Other tech companies, so-callled “unicorns” for their estimated worth of over a billion dollars, have seen similar plummets in worth this year. Dropbox, a popular cloud-based file-sharing service for businesses and individuals, found itself unable to attempt IPO after BlackRock mutual funds slashed its valuation 24%, down from $ 10 billion. And Square, Twitter CEO Jack Dorsey’s other project–a  mobile credit card payment service–recently took about a $ 2 billion hit to its valuation, down now to $ 4.2 billion.

According to Mashable, the “era of free money and wild expectation appears to be ending, for now”:

[General Partner at venture firm NEA Harry] Weller says that beginning this summer, private and public investors began to reassess just how much some of these startups are really worth.

That shift coincided with broader instability in the market from concerns about China’s economy slowing down and a looking interest rate hike by the Federal Reserve, as well as worries at the time that Greece could fail to get a bailout.

…. Some startup founders have already been thinking of their “plan B,” setting aside money to survive a tech winter.

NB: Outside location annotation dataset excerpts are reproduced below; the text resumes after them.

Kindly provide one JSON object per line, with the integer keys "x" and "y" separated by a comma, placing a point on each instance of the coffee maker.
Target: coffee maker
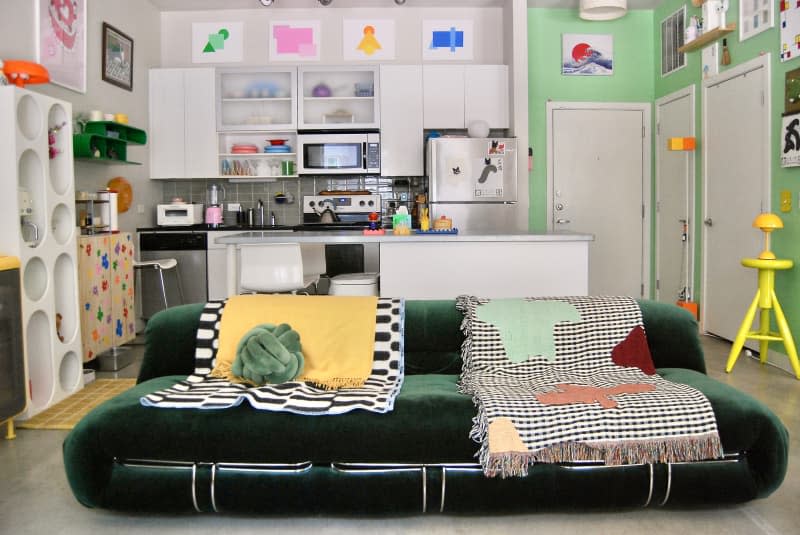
{"x": 215, "y": 195}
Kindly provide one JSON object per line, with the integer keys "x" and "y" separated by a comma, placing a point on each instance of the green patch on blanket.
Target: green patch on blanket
{"x": 526, "y": 327}
{"x": 268, "y": 354}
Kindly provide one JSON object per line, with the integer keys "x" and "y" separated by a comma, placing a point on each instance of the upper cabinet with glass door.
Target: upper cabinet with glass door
{"x": 256, "y": 99}
{"x": 338, "y": 98}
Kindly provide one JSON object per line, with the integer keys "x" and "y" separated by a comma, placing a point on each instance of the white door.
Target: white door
{"x": 674, "y": 198}
{"x": 598, "y": 181}
{"x": 737, "y": 158}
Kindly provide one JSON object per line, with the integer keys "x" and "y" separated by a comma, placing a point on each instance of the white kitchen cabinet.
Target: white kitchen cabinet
{"x": 338, "y": 98}
{"x": 401, "y": 120}
{"x": 262, "y": 99}
{"x": 486, "y": 95}
{"x": 455, "y": 95}
{"x": 183, "y": 140}
{"x": 443, "y": 96}
{"x": 216, "y": 265}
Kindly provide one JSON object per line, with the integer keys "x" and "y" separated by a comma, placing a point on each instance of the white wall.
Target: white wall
{"x": 176, "y": 31}
{"x": 140, "y": 21}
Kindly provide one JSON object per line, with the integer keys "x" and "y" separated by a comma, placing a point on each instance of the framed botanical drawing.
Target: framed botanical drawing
{"x": 117, "y": 57}
{"x": 61, "y": 41}
{"x": 755, "y": 16}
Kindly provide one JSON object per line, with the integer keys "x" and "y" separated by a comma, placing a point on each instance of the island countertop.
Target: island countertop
{"x": 443, "y": 266}
{"x": 350, "y": 236}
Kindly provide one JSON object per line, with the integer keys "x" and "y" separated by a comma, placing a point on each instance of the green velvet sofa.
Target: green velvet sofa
{"x": 417, "y": 458}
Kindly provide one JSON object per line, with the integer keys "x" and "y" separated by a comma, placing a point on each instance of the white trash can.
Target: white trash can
{"x": 354, "y": 284}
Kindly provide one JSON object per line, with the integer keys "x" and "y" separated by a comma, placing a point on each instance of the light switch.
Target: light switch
{"x": 786, "y": 201}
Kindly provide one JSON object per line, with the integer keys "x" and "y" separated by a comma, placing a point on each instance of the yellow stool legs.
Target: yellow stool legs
{"x": 765, "y": 300}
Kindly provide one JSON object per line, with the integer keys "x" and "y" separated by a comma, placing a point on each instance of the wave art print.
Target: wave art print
{"x": 587, "y": 55}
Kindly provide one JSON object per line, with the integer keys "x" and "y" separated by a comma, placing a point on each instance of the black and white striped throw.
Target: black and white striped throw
{"x": 200, "y": 391}
{"x": 562, "y": 380}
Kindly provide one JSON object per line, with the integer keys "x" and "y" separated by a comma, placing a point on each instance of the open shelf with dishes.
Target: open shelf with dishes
{"x": 107, "y": 142}
{"x": 257, "y": 156}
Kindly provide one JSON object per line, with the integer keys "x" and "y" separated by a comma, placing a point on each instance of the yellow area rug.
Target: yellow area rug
{"x": 68, "y": 412}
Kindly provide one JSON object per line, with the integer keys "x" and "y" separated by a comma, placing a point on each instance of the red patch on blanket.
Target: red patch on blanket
{"x": 633, "y": 352}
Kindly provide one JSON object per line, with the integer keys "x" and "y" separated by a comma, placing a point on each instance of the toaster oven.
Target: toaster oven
{"x": 179, "y": 214}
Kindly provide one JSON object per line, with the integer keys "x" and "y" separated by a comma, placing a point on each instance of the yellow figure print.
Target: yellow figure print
{"x": 369, "y": 44}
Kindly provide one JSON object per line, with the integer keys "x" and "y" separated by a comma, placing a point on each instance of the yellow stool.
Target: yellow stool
{"x": 765, "y": 299}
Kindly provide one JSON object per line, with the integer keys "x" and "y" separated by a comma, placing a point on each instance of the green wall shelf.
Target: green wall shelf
{"x": 106, "y": 142}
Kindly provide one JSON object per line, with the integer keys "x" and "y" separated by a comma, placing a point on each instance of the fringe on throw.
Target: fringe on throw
{"x": 695, "y": 448}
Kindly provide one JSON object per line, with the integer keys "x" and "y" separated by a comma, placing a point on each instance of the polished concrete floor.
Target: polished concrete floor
{"x": 35, "y": 497}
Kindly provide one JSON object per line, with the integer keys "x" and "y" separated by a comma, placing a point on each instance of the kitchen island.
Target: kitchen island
{"x": 442, "y": 266}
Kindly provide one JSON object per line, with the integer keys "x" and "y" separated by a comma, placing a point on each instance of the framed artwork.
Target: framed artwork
{"x": 294, "y": 40}
{"x": 587, "y": 54}
{"x": 368, "y": 39}
{"x": 217, "y": 42}
{"x": 117, "y": 57}
{"x": 447, "y": 40}
{"x": 790, "y": 30}
{"x": 755, "y": 16}
{"x": 61, "y": 41}
{"x": 790, "y": 147}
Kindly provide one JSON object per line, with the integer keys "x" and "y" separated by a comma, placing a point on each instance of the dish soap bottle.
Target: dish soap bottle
{"x": 726, "y": 55}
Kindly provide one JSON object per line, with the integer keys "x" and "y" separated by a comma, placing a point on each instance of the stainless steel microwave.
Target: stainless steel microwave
{"x": 339, "y": 153}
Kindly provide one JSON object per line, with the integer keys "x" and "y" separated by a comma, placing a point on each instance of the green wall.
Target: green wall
{"x": 637, "y": 78}
{"x": 632, "y": 80}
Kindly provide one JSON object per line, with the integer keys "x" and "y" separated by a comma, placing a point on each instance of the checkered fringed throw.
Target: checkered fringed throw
{"x": 201, "y": 391}
{"x": 571, "y": 379}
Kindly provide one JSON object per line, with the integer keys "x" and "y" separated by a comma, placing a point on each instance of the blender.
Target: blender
{"x": 214, "y": 197}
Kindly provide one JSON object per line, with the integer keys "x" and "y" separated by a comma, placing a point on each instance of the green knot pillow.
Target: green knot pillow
{"x": 268, "y": 354}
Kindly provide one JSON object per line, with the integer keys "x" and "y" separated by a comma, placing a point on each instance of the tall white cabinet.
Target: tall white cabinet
{"x": 401, "y": 120}
{"x": 456, "y": 95}
{"x": 183, "y": 142}
{"x": 37, "y": 217}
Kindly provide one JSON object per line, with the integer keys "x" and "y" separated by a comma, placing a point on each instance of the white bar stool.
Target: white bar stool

The striking decrease in valuation for these tech companies has largely arisen in the moment they’ve chosen to go public, as investors assess how much they are worth vs. the actuality of what they can get in the market. According to the New York Times:

Most of the largest mutual fund companies, including BlackRock and T. Rowe Price, have pricing committees that work independently from the portfolio managers who bought the shares. This is done, [Managing Director at Duff and Phelps David] Larsen said, to prevent money managers who might have a stake in keeping a valuation high from influencing the valuation.

In the case of Fidelity, it valued its stake in Snapchat at $ 22.91 a share as of Sept. 30, down from $ 30.72 in the previous quarter, according to data compiled by the research service Morningstar.

What do you think: are these reality checks the necessary reining in of tech companies that are too big for their britches, or the sign of a tech bubble about to burst?